She is sexually attracted to me. I know that for sure. When I wear nice clothes she says I look hot. Our sex life was very good until now she always wanted me and she gets jealous when other woman look at me or if she catches me perving on other woman.
I want to be in a relationship with her because when were not fighting we get along really well. She loves me and I love herr, shes just going through this phase at the moment, but even this morning in bed when she woke up she was all over me cuddling me, biting my neck and joking around.


----------



## Rogers (Aug 25, 2012)

_Posted via Mobile Device_
I don't know what to think anymore. We had a good day together today went out for the day and came home and watched a movie. I kept off her didn't smother her and at one stage she had her legs on mine. Then a bit later I rated my hand on her leg and she pulled it away quickly. When I asked her what was wrong she was very short with me and said its annoying. Them she complained that her legs were sore so i offered to rub them for her. Whilst doing this everytime I asked her if it was too hard or in the right spot she Woukd be very short with me. I asked her what was wrong and she said nothing in an angry voice. 
Then when we went to bed she cracked it with me for no reason. Said she was Sleeping upstairs and got very nasty with me. I asked her what was wrong and what had I done but she wouldnt reply and just ignored me. I followed her upstairs to try and find out what the hell I had gone wrong and she screamed at me and told me to get lost. 

I'm at a loss to understand what the hell is going on inside her head. Its as if she just hates me that much and despises me that she just cracks and has to let itbout. But then other times tells me she still loves me and wants us to work. I have no idea what she's really thinking.


----------



## Stonewall (Jul 5, 2011)

Rogers said:


> But when I have tried to push back and tell her no it just ends in more fighting. I told her that if she was going out tonight that i would too with a couple of mates and she got angry saying that maybe I might pick up a hot chick as were not together anymore. I know she was very jealous of the thought of me going out, but its okay for her to go out.
> I really dont know what shes thinking its like shes just trying to punish me and being very stubborn.
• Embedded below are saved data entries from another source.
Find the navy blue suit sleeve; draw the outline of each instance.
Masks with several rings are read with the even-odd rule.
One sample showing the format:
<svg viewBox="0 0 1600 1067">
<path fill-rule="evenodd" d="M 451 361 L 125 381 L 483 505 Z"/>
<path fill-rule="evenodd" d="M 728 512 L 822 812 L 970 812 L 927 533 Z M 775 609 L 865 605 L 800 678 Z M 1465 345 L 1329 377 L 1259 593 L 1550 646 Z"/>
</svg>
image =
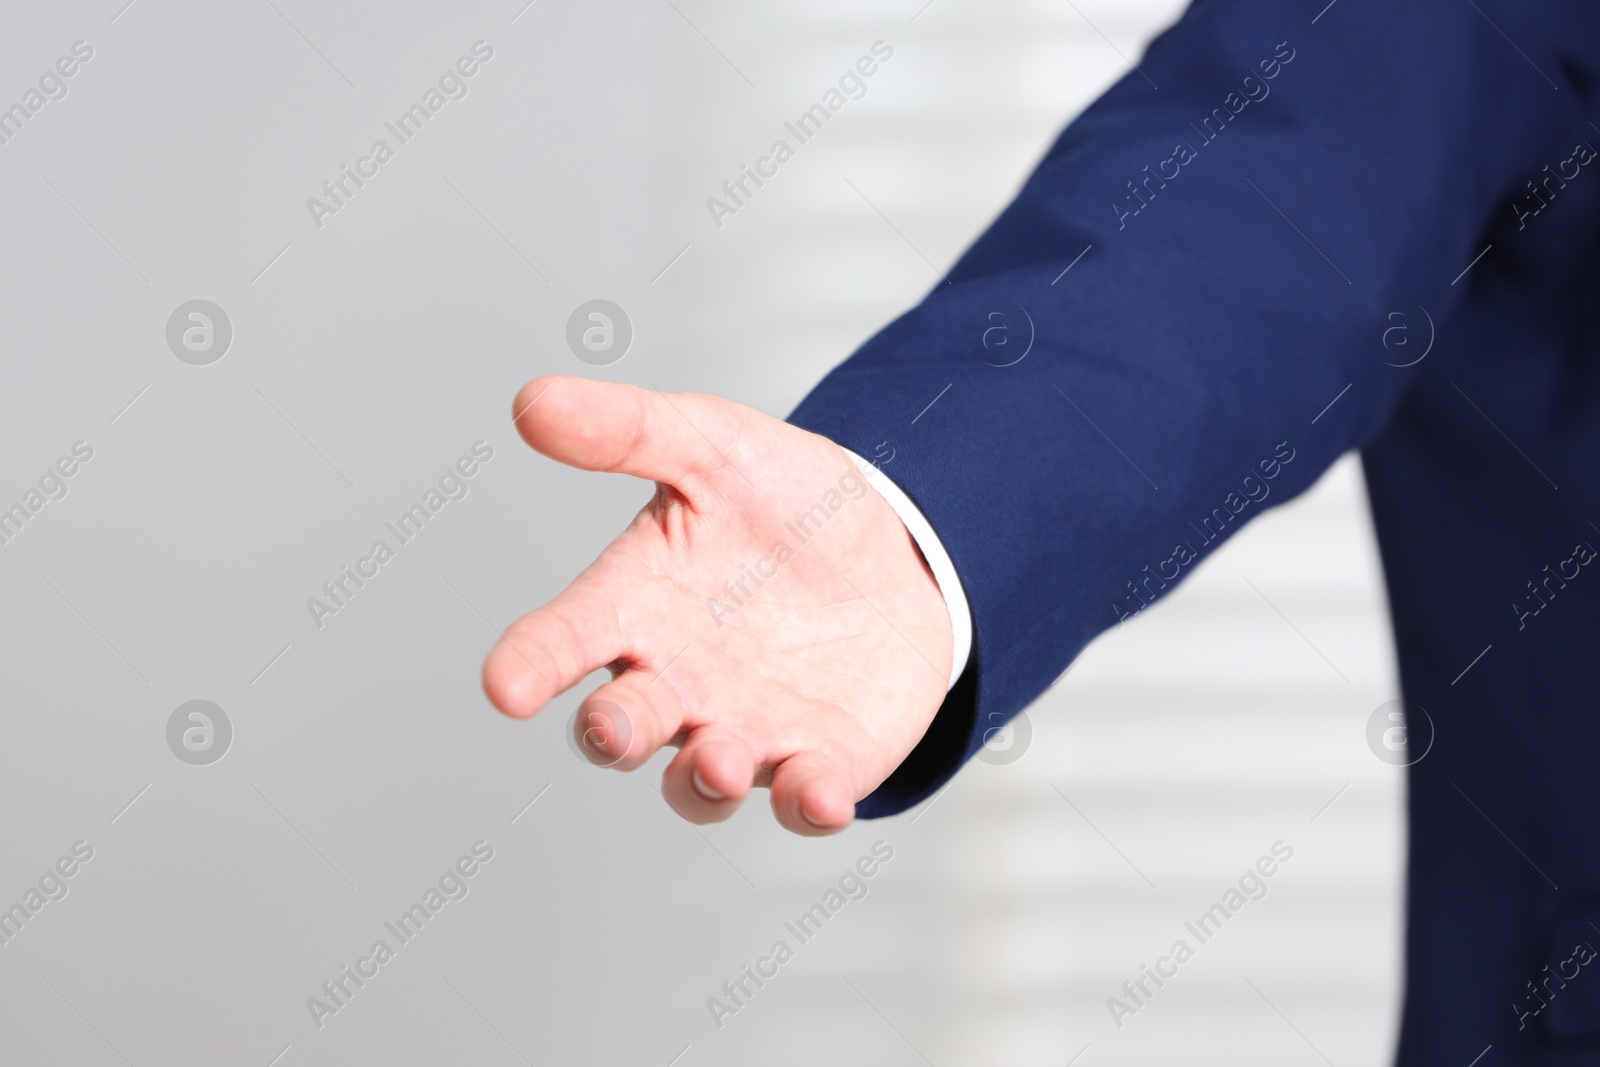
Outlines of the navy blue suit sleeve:
<svg viewBox="0 0 1600 1067">
<path fill-rule="evenodd" d="M 929 796 L 1098 633 L 1371 440 L 1428 320 L 1448 330 L 1493 253 L 1466 268 L 1589 129 L 1579 5 L 1321 7 L 1196 3 L 791 416 L 892 453 L 975 622 L 862 815 Z"/>
</svg>

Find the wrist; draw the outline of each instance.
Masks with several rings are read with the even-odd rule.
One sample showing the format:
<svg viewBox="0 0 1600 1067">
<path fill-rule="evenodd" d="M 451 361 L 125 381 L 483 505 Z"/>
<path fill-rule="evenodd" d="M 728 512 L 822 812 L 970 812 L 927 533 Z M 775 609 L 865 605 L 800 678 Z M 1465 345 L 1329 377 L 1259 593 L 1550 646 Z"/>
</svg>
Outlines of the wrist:
<svg viewBox="0 0 1600 1067">
<path fill-rule="evenodd" d="M 875 464 L 848 448 L 843 448 L 842 445 L 840 447 L 861 471 L 867 484 L 872 486 L 899 516 L 901 524 L 911 536 L 912 544 L 922 557 L 923 565 L 944 599 L 945 611 L 950 617 L 951 638 L 950 679 L 945 686 L 948 692 L 955 688 L 956 681 L 965 671 L 967 660 L 972 654 L 972 612 L 967 604 L 966 592 L 961 587 L 961 578 L 956 574 L 955 564 L 951 561 L 950 554 L 945 551 L 939 535 L 934 532 L 933 525 L 928 522 L 927 516 L 917 507 L 916 502 L 906 495 L 905 490 L 895 484 L 894 479 Z"/>
</svg>

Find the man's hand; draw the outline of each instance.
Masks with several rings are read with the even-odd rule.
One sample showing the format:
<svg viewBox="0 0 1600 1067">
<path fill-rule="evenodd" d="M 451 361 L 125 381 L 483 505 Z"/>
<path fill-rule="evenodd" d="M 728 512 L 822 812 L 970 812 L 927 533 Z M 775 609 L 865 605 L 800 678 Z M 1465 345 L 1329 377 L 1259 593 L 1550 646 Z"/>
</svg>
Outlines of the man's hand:
<svg viewBox="0 0 1600 1067">
<path fill-rule="evenodd" d="M 576 723 L 596 763 L 675 745 L 662 793 L 692 822 L 770 786 L 795 833 L 847 826 L 949 680 L 950 617 L 893 509 L 831 441 L 718 397 L 545 377 L 513 411 L 552 459 L 657 484 L 495 645 L 489 699 L 527 718 L 608 667 Z"/>
</svg>

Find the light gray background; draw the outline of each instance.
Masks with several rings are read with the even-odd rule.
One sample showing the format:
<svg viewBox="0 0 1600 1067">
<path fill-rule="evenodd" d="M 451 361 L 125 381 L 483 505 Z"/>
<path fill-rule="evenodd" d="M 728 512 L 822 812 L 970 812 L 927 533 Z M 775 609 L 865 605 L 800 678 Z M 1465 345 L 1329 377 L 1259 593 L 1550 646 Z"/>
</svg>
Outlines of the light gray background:
<svg viewBox="0 0 1600 1067">
<path fill-rule="evenodd" d="M 522 382 L 787 413 L 1176 5 L 123 2 L 12 4 L 0 35 L 5 105 L 95 49 L 0 146 L 0 503 L 95 449 L 0 547 L 0 906 L 95 849 L 0 946 L 0 1058 L 1386 1061 L 1404 772 L 1364 738 L 1398 694 L 1349 461 L 1093 646 L 1019 762 L 836 838 L 779 831 L 764 794 L 697 830 L 664 758 L 580 764 L 592 685 L 531 723 L 478 689 L 491 624 L 647 495 L 529 453 Z M 306 197 L 480 39 L 469 95 L 315 228 Z M 705 198 L 879 39 L 867 97 L 715 228 Z M 195 298 L 234 327 L 208 367 L 166 347 Z M 564 343 L 593 298 L 634 325 L 611 367 Z M 470 495 L 315 629 L 306 598 L 479 439 Z M 165 741 L 197 698 L 234 728 L 204 767 Z M 706 998 L 879 838 L 870 896 L 719 1031 Z M 1106 998 L 1279 838 L 1266 900 L 1114 1027 Z M 313 1026 L 306 998 L 479 839 L 470 895 Z"/>
</svg>

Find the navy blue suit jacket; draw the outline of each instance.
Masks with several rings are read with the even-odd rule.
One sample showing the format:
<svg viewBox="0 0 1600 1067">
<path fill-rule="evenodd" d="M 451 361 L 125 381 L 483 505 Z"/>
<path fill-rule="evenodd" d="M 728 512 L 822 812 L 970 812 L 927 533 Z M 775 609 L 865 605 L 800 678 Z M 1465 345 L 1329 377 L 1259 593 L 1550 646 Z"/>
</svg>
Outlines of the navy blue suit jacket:
<svg viewBox="0 0 1600 1067">
<path fill-rule="evenodd" d="M 895 450 L 975 623 L 861 814 L 1361 449 L 1436 728 L 1399 1062 L 1600 1063 L 1600 6 L 1323 3 L 1195 3 L 792 416 Z"/>
</svg>

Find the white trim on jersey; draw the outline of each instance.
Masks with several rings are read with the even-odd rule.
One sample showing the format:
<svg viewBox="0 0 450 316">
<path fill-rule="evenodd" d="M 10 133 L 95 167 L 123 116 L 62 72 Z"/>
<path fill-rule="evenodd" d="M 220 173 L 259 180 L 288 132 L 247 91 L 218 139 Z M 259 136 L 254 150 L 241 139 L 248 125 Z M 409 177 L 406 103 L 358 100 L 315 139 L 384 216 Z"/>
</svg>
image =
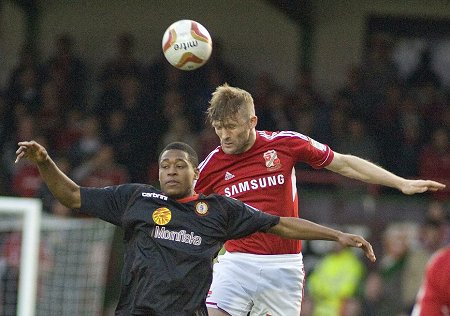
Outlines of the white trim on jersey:
<svg viewBox="0 0 450 316">
<path fill-rule="evenodd" d="M 266 131 L 256 131 L 261 137 L 264 137 L 265 139 L 269 139 L 269 140 L 273 140 L 274 138 L 277 137 L 297 137 L 297 138 L 301 138 L 303 140 L 308 140 L 309 141 L 309 137 L 306 135 L 303 135 L 301 133 L 298 132 L 293 132 L 293 131 L 281 131 L 281 132 L 272 132 L 271 135 L 267 134 Z"/>
<path fill-rule="evenodd" d="M 212 152 L 209 153 L 208 156 L 206 156 L 205 159 L 198 165 L 198 170 L 202 172 L 203 168 L 208 164 L 208 162 L 211 160 L 212 156 L 214 156 L 216 153 L 219 152 L 220 146 L 217 146 L 216 149 L 214 149 Z"/>
<path fill-rule="evenodd" d="M 318 167 L 322 166 L 322 165 L 328 160 L 328 157 L 330 157 L 330 153 L 331 153 L 331 148 L 330 148 L 330 150 L 328 150 L 328 152 L 327 152 L 327 157 L 325 158 L 325 160 L 322 161 L 322 163 L 319 164 Z"/>
<path fill-rule="evenodd" d="M 297 177 L 295 176 L 295 168 L 292 168 L 291 173 L 291 187 L 292 187 L 292 201 L 295 201 L 297 196 Z"/>
</svg>

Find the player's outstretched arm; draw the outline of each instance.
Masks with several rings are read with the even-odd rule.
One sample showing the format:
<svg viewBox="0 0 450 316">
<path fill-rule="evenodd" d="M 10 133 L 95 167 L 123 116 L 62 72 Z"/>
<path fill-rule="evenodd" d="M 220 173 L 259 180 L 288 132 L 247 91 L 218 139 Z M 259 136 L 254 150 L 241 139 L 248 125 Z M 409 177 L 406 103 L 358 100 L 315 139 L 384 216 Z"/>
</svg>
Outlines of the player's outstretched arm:
<svg viewBox="0 0 450 316">
<path fill-rule="evenodd" d="M 445 184 L 432 180 L 408 180 L 362 158 L 337 152 L 326 168 L 345 177 L 388 186 L 408 195 L 445 188 Z"/>
<path fill-rule="evenodd" d="M 370 261 L 376 260 L 372 245 L 362 236 L 343 233 L 305 219 L 281 217 L 280 222 L 267 232 L 287 239 L 337 241 L 346 247 L 361 248 Z"/>
<path fill-rule="evenodd" d="M 79 208 L 81 206 L 80 187 L 58 168 L 47 150 L 33 140 L 19 142 L 18 145 L 16 163 L 22 158 L 35 163 L 55 198 L 69 208 Z"/>
</svg>

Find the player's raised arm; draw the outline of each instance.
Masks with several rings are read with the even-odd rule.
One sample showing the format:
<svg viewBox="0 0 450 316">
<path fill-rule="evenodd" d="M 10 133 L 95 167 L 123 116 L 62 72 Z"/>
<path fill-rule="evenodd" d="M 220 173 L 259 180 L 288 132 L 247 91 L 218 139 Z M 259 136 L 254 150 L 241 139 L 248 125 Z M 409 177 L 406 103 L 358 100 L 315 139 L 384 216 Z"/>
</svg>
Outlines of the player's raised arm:
<svg viewBox="0 0 450 316">
<path fill-rule="evenodd" d="M 445 188 L 445 184 L 432 180 L 408 180 L 362 158 L 337 152 L 326 168 L 352 179 L 395 188 L 408 195 Z"/>
<path fill-rule="evenodd" d="M 35 141 L 19 142 L 18 145 L 16 163 L 22 158 L 35 163 L 55 198 L 69 208 L 79 208 L 81 206 L 80 187 L 58 168 L 47 150 Z"/>
<path fill-rule="evenodd" d="M 337 241 L 346 247 L 361 248 L 370 261 L 376 260 L 372 245 L 362 236 L 343 233 L 305 219 L 281 217 L 280 222 L 267 232 L 288 239 Z"/>
</svg>

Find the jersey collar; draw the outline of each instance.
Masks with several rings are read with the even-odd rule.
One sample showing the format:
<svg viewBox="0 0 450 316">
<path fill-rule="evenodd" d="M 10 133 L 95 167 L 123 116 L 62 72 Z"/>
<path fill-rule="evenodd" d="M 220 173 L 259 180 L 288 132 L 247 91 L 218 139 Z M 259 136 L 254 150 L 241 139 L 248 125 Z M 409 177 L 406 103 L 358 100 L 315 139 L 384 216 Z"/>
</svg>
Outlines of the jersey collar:
<svg viewBox="0 0 450 316">
<path fill-rule="evenodd" d="M 195 193 L 193 196 L 188 196 L 182 199 L 177 200 L 177 202 L 179 203 L 187 203 L 187 202 L 191 202 L 191 201 L 195 201 L 198 199 L 198 194 Z"/>
</svg>

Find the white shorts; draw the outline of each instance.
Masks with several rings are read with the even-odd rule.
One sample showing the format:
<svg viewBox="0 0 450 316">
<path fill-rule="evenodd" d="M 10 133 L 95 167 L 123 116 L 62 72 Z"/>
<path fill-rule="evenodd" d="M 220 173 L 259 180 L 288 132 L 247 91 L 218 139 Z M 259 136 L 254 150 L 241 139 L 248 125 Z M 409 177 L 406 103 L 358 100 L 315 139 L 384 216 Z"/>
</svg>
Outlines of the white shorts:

I understand what you are saying. My experience with the going out thing was exactly this. I let her go but really didnt like it and knew it was dangerous. years after the fact she told me that I should have told her no. That she needed me to say no. Knowing what i know now; if I were you I would say no and if you go anyway I will go out with my mates. If she does it then you follow through. Yes she will want to fight but you stay above that. When she tries to fight with you tell her that shes being disrespectful of you and it is unacceptable and you wont allow it. Then walk out.


----------



## Rogers (Aug 25, 2012)

Should I just give her am ultimatum and tell her she's got a week to decide if she wants this to work or I walk because I'm sick of the way she treats me? Last night was not called for I did nothing wrong. Gave her space didn't touch her or smother her and I get the feeling that's why she got angry because I didn't do what I normally do.
_Posted via Mobile Device_


----------